Anti-harassment effort focuses on restrooms
Gender-neutral week questions stereotypes
When students at a Vancouver, Wash., university campus visit the restroom this week, they’ll be thinking about gender roles.
At least that’s the hope of the organizers of the first Gender-Neutral Bathroom Week at Washington State University Vancouver.
All this week, 14 of the about 50 restrooms on campus will be open to all who need a potty break, no matter what sex they are or appear to be.
The weeklong campaign is the brainchild of two sociology students, Meredith Williams and Janae Teal.
Since the two came to Vancouver from WSU’s Pullman campus last year, Teal said she’s been getting harassed in campus bathrooms more often than she was used to at her old campus.
Teal has short hair, likes wearing ball caps and has a ring piercing her bottom lip.
She said she’s heard comments such as “I think there’s a guy in the bathroom” or “I think that’s one of those transgender people,” while she’s in a stall in easy listening distance.
Last fall, Teal organized a showing of a film on gender diversity, in part to remind people that not everyone looks stereotypically masculine or feminine, she said.
“After that, the stories started coming out of the woodwork,” Teal said.
About 50 students have come up to her in the months since to share stories of getting harassed in bathrooms for not looking gender-typical, Teal said.
The surprising part for Teal was how many of them were heterosexual.
A married mother of two who likes to wear her hair in a buzz cut told her about getting snide comments in the ladies’ room. A man with long hair said male students asked him if he should be in the women’s restroom.
Teal and Williams started a campaign using a $600 grant from the campus diversity council.
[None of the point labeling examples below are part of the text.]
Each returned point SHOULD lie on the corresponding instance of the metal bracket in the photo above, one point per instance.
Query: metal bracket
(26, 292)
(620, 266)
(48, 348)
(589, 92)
They showed a series of documentaries on gender issues. They built a website. And they initiated the gender-neutral restroom week.
The two students’ aim isn’t to have more such restrooms built on campus. That would just allow those subjected to the harassment to hide, they say.
The two want to make people think about preconceived notions of gender.
“People are getting the wrong impression of this event,” Teal said.
“We’re not trying to change their identity,” Williams said. “We’re not trying to change gender roles. We just don’t want you to harass someone in the restroom because they look different.”
Following the experiment, students will be invited to a meeting to exchange views on how it went.